This essay might steer in a different direction than usual, since I've tended to avoid memoir-type writings on this blog. However, I did get positive responses to my James Dean work (written awhile back for Culture Snob's Self-Involvement Blog-a-Thon). A friend of mine e-mailed me saying that he would like to read more essays in that style.
I love music, but I don't pretend to know everything; in fact, the number of classic albums that I've not listened to is probably staggering. On the flip side, that can be strangely comforting. Every entertainment website, television channel, and magazine loves to put out lists, categories, and best-of compilations: "The Top 100 Albums Of the 90s," "The Top 500 Albums Of All-Time," "The New Classics," and so on and so forth. My comfort comes with knowing what I like to listen to, everyone else be damned, plus the perverse fun of usually guessing what albums make said lists, since they're usually all the same. Key word: usually. For instance, Pitchfork named Radiohead's OK Computer as the best album of the 1990s, whereas Entertainment Weekly placed it at number 62 of the albums released since 1983. I mainly turn to friends for music recommendations, but it was sort of by chance that I picked up Wilco's Yankee Hotel Foxtrot in the winter of 2002.
That spring, I had joined my college newspaper as a film critic, a tiny campus office filled with music writers. As I sat in on those first meetings, I was always quiet when music discussions came up, since I simply didn't know much about it. Film and literature were my specialties. That winter, the other writers put out their year-end compilations, and Yankee Hotel Foxtrot was at the top of every list. One cold afternoon, on the way home, I stopped into a little record shop under the train tracks and bought it.
In the first paragraph, I mentioned the phrase "life-changing album," and it's meant without hyperbole. I listened to it once. Then twice. Then everyday for a solid two weeks on my way to class. Up to that moment, I had no idea what I had been missing. Never had I been fully aware of the combination of lyrics, music, and mixing. Jeff Tweedy's voice was (and still is) not the best singing voice, but it's never been about being pretty.

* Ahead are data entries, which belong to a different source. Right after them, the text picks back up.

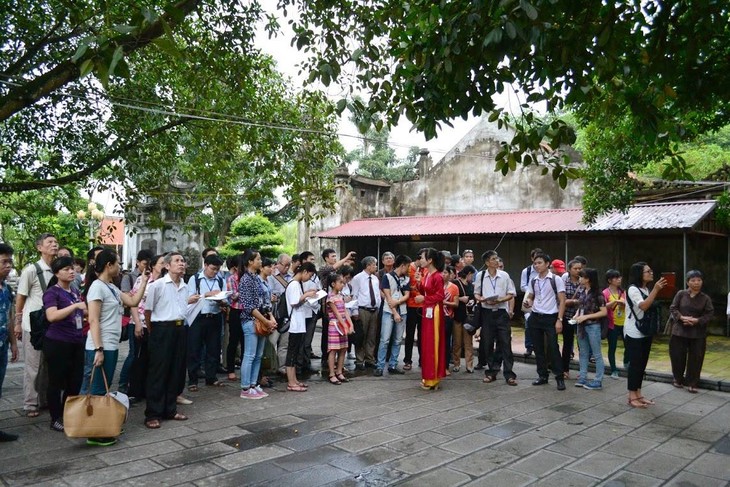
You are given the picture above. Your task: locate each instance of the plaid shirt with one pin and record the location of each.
(572, 291)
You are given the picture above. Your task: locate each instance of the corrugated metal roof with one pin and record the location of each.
(656, 216)
(640, 217)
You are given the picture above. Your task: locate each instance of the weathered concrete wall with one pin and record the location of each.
(464, 181)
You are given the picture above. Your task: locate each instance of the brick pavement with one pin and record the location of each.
(383, 431)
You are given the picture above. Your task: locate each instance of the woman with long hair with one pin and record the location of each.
(692, 310)
(433, 331)
(63, 343)
(105, 302)
(638, 345)
(296, 296)
(591, 309)
(235, 333)
(254, 305)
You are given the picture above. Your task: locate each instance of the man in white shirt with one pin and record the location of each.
(528, 273)
(31, 286)
(395, 286)
(546, 299)
(165, 310)
(366, 290)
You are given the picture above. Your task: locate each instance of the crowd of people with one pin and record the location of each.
(249, 308)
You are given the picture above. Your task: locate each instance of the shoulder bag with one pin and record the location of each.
(94, 416)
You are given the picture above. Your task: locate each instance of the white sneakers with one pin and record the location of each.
(253, 393)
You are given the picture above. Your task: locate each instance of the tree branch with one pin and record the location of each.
(67, 71)
(20, 186)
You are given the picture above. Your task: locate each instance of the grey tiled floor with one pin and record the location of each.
(383, 431)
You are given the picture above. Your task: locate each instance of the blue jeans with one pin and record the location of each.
(253, 350)
(110, 363)
(590, 340)
(390, 331)
(3, 363)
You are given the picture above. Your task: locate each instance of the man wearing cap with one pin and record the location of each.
(573, 294)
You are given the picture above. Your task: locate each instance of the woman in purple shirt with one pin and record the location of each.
(63, 344)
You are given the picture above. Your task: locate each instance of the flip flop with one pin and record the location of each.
(637, 403)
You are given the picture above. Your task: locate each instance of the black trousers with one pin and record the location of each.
(686, 353)
(305, 360)
(638, 350)
(140, 365)
(206, 329)
(568, 342)
(166, 375)
(65, 371)
(235, 337)
(413, 327)
(495, 328)
(545, 340)
(295, 349)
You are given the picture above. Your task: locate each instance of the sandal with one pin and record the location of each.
(637, 403)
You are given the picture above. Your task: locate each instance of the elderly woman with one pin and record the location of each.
(691, 310)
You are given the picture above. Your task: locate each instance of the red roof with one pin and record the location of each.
(652, 216)
(528, 221)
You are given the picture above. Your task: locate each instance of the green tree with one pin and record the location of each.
(26, 215)
(651, 73)
(203, 106)
(254, 232)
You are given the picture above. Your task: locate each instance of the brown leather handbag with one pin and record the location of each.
(93, 416)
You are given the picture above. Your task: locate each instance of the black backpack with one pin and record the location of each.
(649, 324)
(281, 311)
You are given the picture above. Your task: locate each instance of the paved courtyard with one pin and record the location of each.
(385, 431)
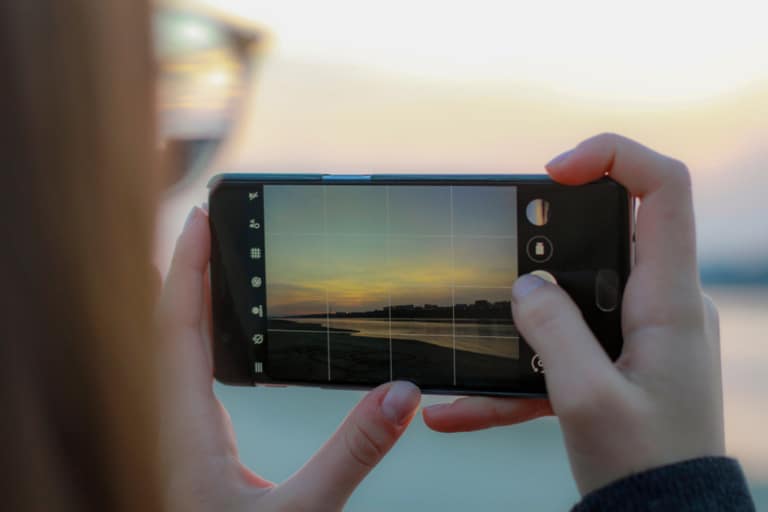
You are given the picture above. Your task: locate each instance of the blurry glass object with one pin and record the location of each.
(206, 66)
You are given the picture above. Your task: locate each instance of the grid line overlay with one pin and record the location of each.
(453, 292)
(327, 302)
(456, 241)
(389, 289)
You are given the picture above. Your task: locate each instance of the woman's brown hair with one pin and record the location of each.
(78, 426)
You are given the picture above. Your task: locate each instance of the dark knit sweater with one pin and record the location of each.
(707, 484)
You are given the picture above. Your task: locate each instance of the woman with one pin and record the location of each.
(106, 409)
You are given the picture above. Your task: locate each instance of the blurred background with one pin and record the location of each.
(486, 86)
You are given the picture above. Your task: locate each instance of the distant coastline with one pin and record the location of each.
(480, 310)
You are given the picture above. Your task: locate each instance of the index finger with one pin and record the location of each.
(666, 237)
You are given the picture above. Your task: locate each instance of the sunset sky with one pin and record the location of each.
(368, 245)
(503, 86)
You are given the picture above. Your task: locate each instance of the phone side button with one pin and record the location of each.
(607, 290)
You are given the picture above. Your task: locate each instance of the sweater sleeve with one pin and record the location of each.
(707, 484)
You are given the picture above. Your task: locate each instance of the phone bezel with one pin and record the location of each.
(223, 181)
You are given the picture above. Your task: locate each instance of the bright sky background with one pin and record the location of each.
(649, 51)
(498, 86)
(502, 86)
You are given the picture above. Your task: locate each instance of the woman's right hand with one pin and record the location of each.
(661, 402)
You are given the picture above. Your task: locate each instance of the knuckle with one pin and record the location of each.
(364, 445)
(592, 403)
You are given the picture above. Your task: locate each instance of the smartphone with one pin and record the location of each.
(349, 281)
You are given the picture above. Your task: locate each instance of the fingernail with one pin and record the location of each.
(524, 285)
(559, 159)
(402, 398)
(437, 407)
(190, 217)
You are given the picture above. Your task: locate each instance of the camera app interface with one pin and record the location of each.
(368, 283)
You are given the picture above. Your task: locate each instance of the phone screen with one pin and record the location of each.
(372, 283)
(359, 284)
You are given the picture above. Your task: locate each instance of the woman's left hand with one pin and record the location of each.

Glenn Kotche's drumming is probably the most artful in the music world today, evident yet never overpowering. And one can only wonder how Nels Cline would have contributed to the album had he been in the band at that time. Thankfully, the live shows are evidence. Every Wilco fan knows the story of Jim O'Rourke's influence on the album, as heard in the slight static and harmonies that bridge song gaps and appear in various points in every song.
I've never been that good at writing about music (I think I contributed maybe 3 music articles to my college newspaper, none of them very good), so I'm not going to attempt to get into technical analysis. The point is, we all have albums that have literally changed us and veered us into new directions. As eclectic as my music tastes can be, every album that I love can ultimately be traced back to Yankee Hotel Foxtrot. I'm sure I would have come around to it eventually, but my discoveries have all stemmed from that moment.
I'd love to hear your picks. The albums don't necessarily have to be your favorites, but like I said, I'm sure everyone has that One Album where they cannot remember what their listening was like before it.